In Giappone e in Corea del Sud, per cultura e abitudine, il pubblico della musica pop è molto più avvezzo a progetti costruiti a tavolino dall’industria discografica, come gli idol e le boy band. Non a caso, infatti, una quindicina di anni fa gli ologrammi vennero utilizzati per la prima volta proprio in questi mercati, e proprio a questo scopo: per creare dei performer completamente virtuali. Inizialmente era impossibile scambiarli per artisti reali, visto che le loro fattezze erano quelle dei personaggi degli anime. Miku Hatsune, forse la più celebre di tutti gli idol olografici, è una graziosa sedicenne dai lunghi capelli verde acqua, la cui voce è stata generata tramite il software Vocaloid di Yamaha: tra il 2009 e oggi si è esibita in numerosi concerti in terra nipponica, di fronte a migliaia di spettatori, generando milioni di yen in merchandising e biglietti. Hatsune e i suoi colleghi non hanno mai smesso di “esibirsi”, ma stanno diventando sempre meno cartooneschi: per modellare le Mave, una virtual girl band coreana lanciata nel 2023, è stata utilizzata anche la tecnica alla base dei deepfake. Per ora le Mave esistono solo nel metaverso, ma ben presto dovrebbero cominciare a calcare palchi veri.

I redivivi

E a proposito di deepfake: da quando la tecnologia è progredita al punto da creare ologrammi indistinguibili da persone in carne e ossa, la gran parte degli sforzi è stata concentrata nel generare repliche 3D di artisti prematuramente deceduti. Il primo caso, forse il più clamoroso e chiacchierato, è del 2012, quando sul palco del Coachella fece la sua comparsa il rapper Tupac Shakur, morto nel 1996 a 25 anni e tornato in forma di ologramma come superospite del set dell’amico Snoop Dogg. L’effetto finale, iperrealistico per l’epoca, stranì non poco il pubblico: la sua “presenza” non era stata annunciata, e molti (soprattutto quelli che avevano esagerato con alcol e altre sostanze e non erano nel pieno possesso delle loro facoltà mentali) lo scambiarono per il vero Tupac, su cui da anni circolano leggende metropolitane che lo vorrebbero ancora vivo e nascosto su un’isola tropicale. Due anni dopo l’esperimento fu replicato con Michael Jackson ai Billboard Music Awards, ed è stato un punto di non ritorno: oggi molti defunti celebri hanno il loro ologramma.

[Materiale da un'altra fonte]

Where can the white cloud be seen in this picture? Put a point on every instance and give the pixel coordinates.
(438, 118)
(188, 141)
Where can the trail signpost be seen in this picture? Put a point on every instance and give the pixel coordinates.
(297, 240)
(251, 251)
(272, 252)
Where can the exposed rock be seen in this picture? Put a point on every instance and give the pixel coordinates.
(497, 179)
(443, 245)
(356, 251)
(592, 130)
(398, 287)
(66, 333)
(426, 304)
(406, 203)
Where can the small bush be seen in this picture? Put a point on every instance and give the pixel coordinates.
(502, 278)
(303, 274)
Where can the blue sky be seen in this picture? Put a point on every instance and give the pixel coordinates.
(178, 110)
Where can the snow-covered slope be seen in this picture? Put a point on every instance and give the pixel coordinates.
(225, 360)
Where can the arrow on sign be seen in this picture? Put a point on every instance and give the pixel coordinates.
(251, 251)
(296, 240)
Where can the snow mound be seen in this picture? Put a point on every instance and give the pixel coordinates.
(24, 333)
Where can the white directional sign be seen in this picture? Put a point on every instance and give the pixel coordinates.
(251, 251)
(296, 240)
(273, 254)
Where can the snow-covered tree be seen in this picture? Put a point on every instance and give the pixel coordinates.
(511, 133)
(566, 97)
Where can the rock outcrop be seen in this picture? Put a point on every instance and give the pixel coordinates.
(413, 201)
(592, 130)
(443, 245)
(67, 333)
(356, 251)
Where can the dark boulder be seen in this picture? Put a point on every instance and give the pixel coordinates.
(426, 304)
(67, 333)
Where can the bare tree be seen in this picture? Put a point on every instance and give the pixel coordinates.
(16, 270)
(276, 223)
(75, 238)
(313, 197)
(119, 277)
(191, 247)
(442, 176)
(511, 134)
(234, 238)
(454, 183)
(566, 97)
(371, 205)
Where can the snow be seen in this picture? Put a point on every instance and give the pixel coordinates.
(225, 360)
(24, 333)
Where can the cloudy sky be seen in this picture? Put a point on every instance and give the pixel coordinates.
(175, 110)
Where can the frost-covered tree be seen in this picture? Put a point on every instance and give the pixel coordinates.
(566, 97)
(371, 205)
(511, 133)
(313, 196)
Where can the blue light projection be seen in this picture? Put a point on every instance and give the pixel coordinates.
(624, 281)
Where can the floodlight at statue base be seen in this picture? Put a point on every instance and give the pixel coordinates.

L’identikit del caro estinto

Generalmente si tratta di personaggi morti da meno di cinquant’anni, come Maria Callas o Roy Orbison, perché è necessario avere a disposizione un ampio numero di filmati a colori in cui cantano su un palco. Fino a un paio di anni fa, inoltre, era anche indispensabile che cantassero da fermi, mantenendo una postura statica di fronte al microfono: è molto più complicato riprodurre in versione olografica un artista che si muoveva molto in scena. E siccome per ottenere la massima resa era necessario un complesso gioco di luci, ombre e laser, buona parte di questi giganti virtuali non facevano veri e propri tour, ma optavano per la formula della residency: ad esempio a Las Vegas, la patria di tutte le pacchianate, come nel caso dell’ologramma di Whitney Houston. Nel frattempo, però, i progressi dell’AI sono stati tali e tanti da promettere showman virtuali quasi indistinguibili da quelli reali. O almeno così giurano i creatori del nuovo ologramma di Elvis Presley, che sarà generato con una tecnica brevettata e all’avanguardia, denominata Layered Reality. Il sistema, ideato inizialmente per le attrazioni dei grandi parchi di divertimento, mescola realtà virtuale, ologrammi veri e propri e l’immancabile applicazione dell’intelligenza artificiale, per un’esperienza multisensoriale e, pare, assolutamente tangibile. Elvis Evolution, questo il nome dello spettacolo, aprirà i battenti a Londra a fine 2024 in un teatro creato apposta per l’occasione, ma c’è già una lunga lista d’attesa per i biglietti. Repliche a Tokyo e Berlino.

L’età della pensione

C’è anche chi non ha intenzione di aspettare di passare a miglior vita per sfruttare le potenzialità di AI e ologrammi. È il caso di band storiche in età ormai veneranda, che non hanno più le energie per andare in tour, ma allo stesso tempo desiderano capitalizzare i loro ultimi anni di carriera. I primi a lanciarsi in questa avventura sono stati gli ABBA, che già dall’anno scorso hanno inaugurato a Londra lo spettacolo ABBA Voyage, anche in questo caso in un’arena creata ad hoc. “Agnetha, Björn, Benny e Anni-Frid hanno creato il concerto dei loro sogni, esibendosi per i loro fan nella loro forma migliore: come versioni digitali di se stessi, supportati dai migliori musicisti di oggi” recita il comunicato stampa. “Sfumando il confine tra fisico e digitale, la magia degli ABBA prende vita grazie alle ultime innovazioni tecnologiche in materia di motion capture”. Con diversi spettacoli al giorno e biglietti che costano fino a 200 sterline, inutile specificare che si tratta di un business molto redditizio, oltre che senz’altro suggestivo. ne abbiamo avuto un assaggio anche durante la finale di Eurovision, in cui gli ologrammi degli ABBA sono stati i superospiti a sorpresa. A quanto pare, anche i Kiss hanno intenzione di seguire il loro esempio con una tournée da favola: dopo aver rivelato i loro avatar olografici durante un concerto al Madison Square Garden, hanno annunciato con un video teaser che saranno effettivamente pronti a partire on the road entro il 2027.

Catturare il momento, replicarlo altrove

L’ultima frontiera dei concerti olografici, però, potrebbe essere quella delle performance delocalizzate: registrate in versione 3D in un determinato momento e poi riprodotte altrove, potenzialmente all’infinito, per catturare davvero l’attimo e fruirne per sempre. Uno dei primi esperimenti in tal senso è stato compiuto a gennaio 2024, quando l’Orchestre de la Suisse Romande (ben 73 elementi) ha registrato a Ginevra un concerto con modalità motion capture, utilizzando l’innovativa tecnologia Icologram. Le applicazioni possibili sono molteplici: repliche olografiche, realtà aumentata, esperienze immersive con visori VR e tanto altro ancora. Non un nuovo modo per ascoltare musica dal vivo, quindi, ma un nuovo modo di godere al meglio di uno spettacolo che magari è andato in scena dall’altra parte del mondo o anni prima, ma che sarà disponibile per tutti nella sua una versione immateriale.